Falta, sobre todo, creo, el interés y los recursos de muchas autoridades de la educación. No digo que todas, pero sí considero que en México hace falta un apoyo más intenso, más consciente a la educación en todos sus niveles, desde la básica hasta la superior. Lo que puede sacar adelante al país es, precisamente, la educación, resalta.

Además de los recursos económicos y humanos, quien fue director de la Orquesta Típica de la Ciudad de México considera que para incrementar la calidad educativa y artística también son imprescindibles el interés y la imaginación.

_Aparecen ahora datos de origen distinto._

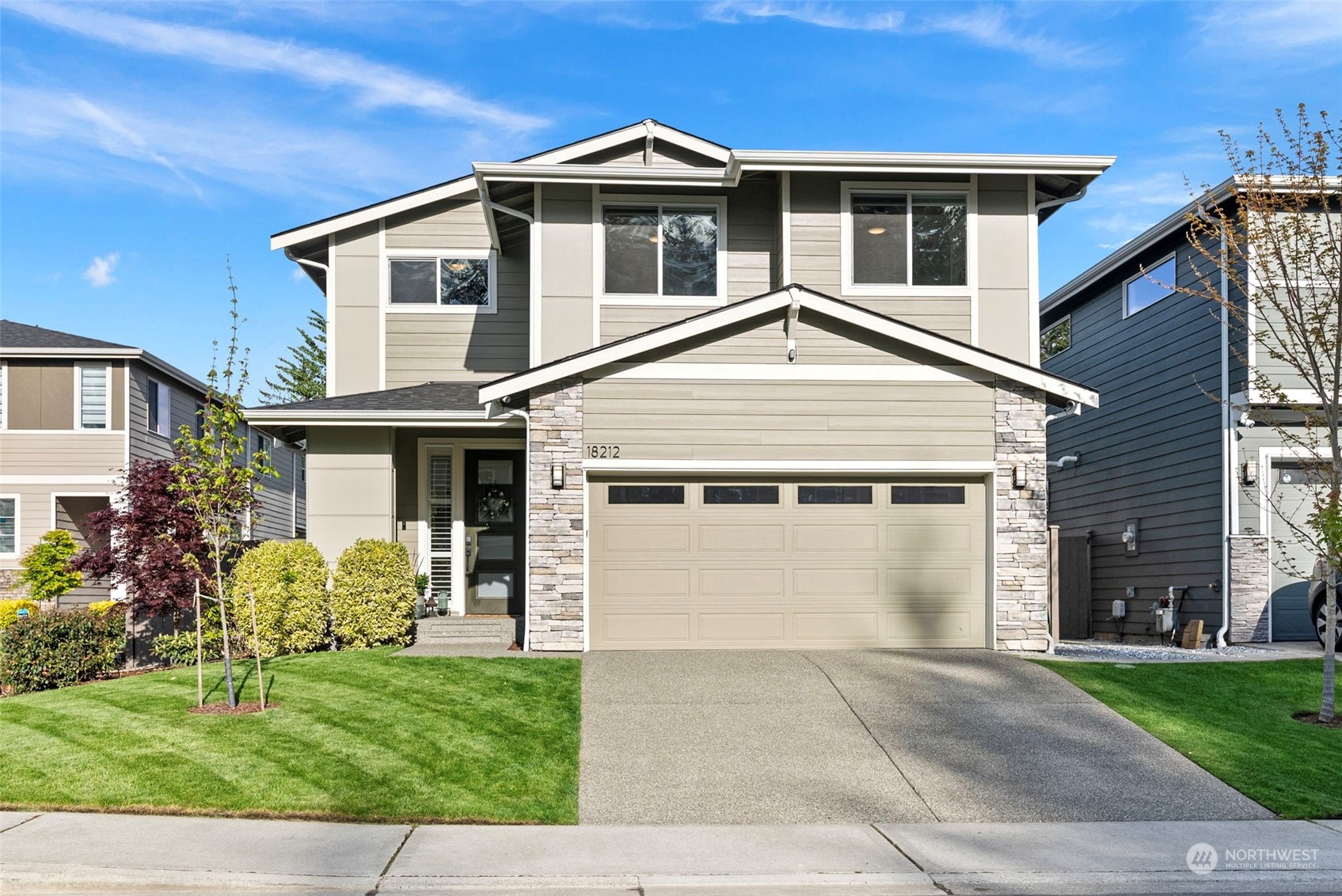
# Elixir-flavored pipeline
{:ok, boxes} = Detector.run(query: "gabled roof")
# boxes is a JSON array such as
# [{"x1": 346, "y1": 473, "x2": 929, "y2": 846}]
[
  {"x1": 270, "y1": 118, "x2": 730, "y2": 249},
  {"x1": 479, "y1": 284, "x2": 1099, "y2": 408},
  {"x1": 0, "y1": 321, "x2": 208, "y2": 393},
  {"x1": 270, "y1": 118, "x2": 1114, "y2": 249}
]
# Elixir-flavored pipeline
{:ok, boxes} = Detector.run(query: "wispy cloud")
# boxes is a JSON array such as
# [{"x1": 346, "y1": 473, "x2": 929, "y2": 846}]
[
  {"x1": 10, "y1": 2, "x2": 549, "y2": 131},
  {"x1": 701, "y1": 0, "x2": 1112, "y2": 68},
  {"x1": 703, "y1": 0, "x2": 904, "y2": 32},
  {"x1": 1199, "y1": 0, "x2": 1342, "y2": 52},
  {"x1": 83, "y1": 252, "x2": 121, "y2": 290}
]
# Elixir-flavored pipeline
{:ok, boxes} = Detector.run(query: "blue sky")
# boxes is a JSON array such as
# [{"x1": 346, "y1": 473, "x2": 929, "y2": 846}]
[{"x1": 0, "y1": 2, "x2": 1342, "y2": 397}]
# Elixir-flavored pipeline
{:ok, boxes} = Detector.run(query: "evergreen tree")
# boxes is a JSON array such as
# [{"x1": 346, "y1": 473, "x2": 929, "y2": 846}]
[{"x1": 260, "y1": 311, "x2": 326, "y2": 405}]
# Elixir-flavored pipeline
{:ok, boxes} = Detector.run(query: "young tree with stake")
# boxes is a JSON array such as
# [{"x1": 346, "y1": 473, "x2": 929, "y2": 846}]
[
  {"x1": 172, "y1": 264, "x2": 278, "y2": 707},
  {"x1": 1178, "y1": 104, "x2": 1342, "y2": 723}
]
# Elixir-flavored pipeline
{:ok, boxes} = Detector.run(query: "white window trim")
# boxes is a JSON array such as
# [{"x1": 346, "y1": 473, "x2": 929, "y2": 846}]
[
  {"x1": 378, "y1": 247, "x2": 500, "y2": 313},
  {"x1": 145, "y1": 377, "x2": 172, "y2": 439},
  {"x1": 0, "y1": 494, "x2": 23, "y2": 560},
  {"x1": 838, "y1": 181, "x2": 979, "y2": 298},
  {"x1": 591, "y1": 188, "x2": 728, "y2": 308},
  {"x1": 1123, "y1": 252, "x2": 1178, "y2": 321},
  {"x1": 74, "y1": 363, "x2": 112, "y2": 432},
  {"x1": 1036, "y1": 314, "x2": 1072, "y2": 363}
]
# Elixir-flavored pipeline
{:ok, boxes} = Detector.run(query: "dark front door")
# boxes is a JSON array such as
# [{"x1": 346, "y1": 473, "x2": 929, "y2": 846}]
[{"x1": 464, "y1": 450, "x2": 526, "y2": 616}]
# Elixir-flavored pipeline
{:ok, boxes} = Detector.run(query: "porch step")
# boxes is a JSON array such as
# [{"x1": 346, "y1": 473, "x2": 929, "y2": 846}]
[{"x1": 415, "y1": 616, "x2": 517, "y2": 647}]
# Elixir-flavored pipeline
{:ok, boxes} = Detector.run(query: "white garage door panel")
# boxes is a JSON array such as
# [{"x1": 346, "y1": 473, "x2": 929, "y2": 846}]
[{"x1": 589, "y1": 476, "x2": 988, "y2": 649}]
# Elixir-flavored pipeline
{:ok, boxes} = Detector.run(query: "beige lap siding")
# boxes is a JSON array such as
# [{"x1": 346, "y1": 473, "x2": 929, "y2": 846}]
[{"x1": 584, "y1": 380, "x2": 993, "y2": 461}]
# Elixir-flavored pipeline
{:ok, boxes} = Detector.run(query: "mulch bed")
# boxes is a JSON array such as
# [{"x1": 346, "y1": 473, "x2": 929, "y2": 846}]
[
  {"x1": 188, "y1": 700, "x2": 279, "y2": 715},
  {"x1": 1291, "y1": 712, "x2": 1342, "y2": 728}
]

Sí hacen falta, lo estamos viviendo, la educación básica está por los suelos. Pero no es por culpa de los maestros, sino de las políticas educativas que se han tenido en el gobierno desde hace varias décadas, prosigue.

Como ejemplo, recuerda que hace unos años a alguna alta autoridad se le ocurrió suprimir a la educación artística de los planes de estudio oficiales, lo mismo que historia, civismo y ética.

“Y ahora nos extraña que exista el bullying. Es necesario preparar a los niños desde sus inicios, que tengan una buena formación y sensibilidad, y para eso sirven las artes y las humanidades, para sensibilizar y formar realmente la calidad ética y moral de las personas”.

Durante la conversación, el maestro Zayas recuerda cómo, en su época de estudiante conservatoriano, formó parte del grupo de alumnos que promovieron la creación de la Sinfónica del IPN, en 1965, a la cual llegó como titular artístico casi tres décadas después.

De su gestión al frente de ese conjunto se dice satisfecho y orgulloso, pues le tocó reorganizar a la orquesta con la encomienda de elevar su calidad técnica e interpretativa, para lo cual incrementó su plantilla con 21 músicos más y realizó por los menos dos temporadas al año.

Creo que logramos nuestro propósito y, por fortuna, desde que salí, la orquesta ha tenido otras renovaciones, incremento de músicos con mayor preparación, y eso ha propiciado que ésta vaya creciendo. En la actualidad se encuentra en magníficas condiciones artísticas. Y eso me hace profundamente feliz.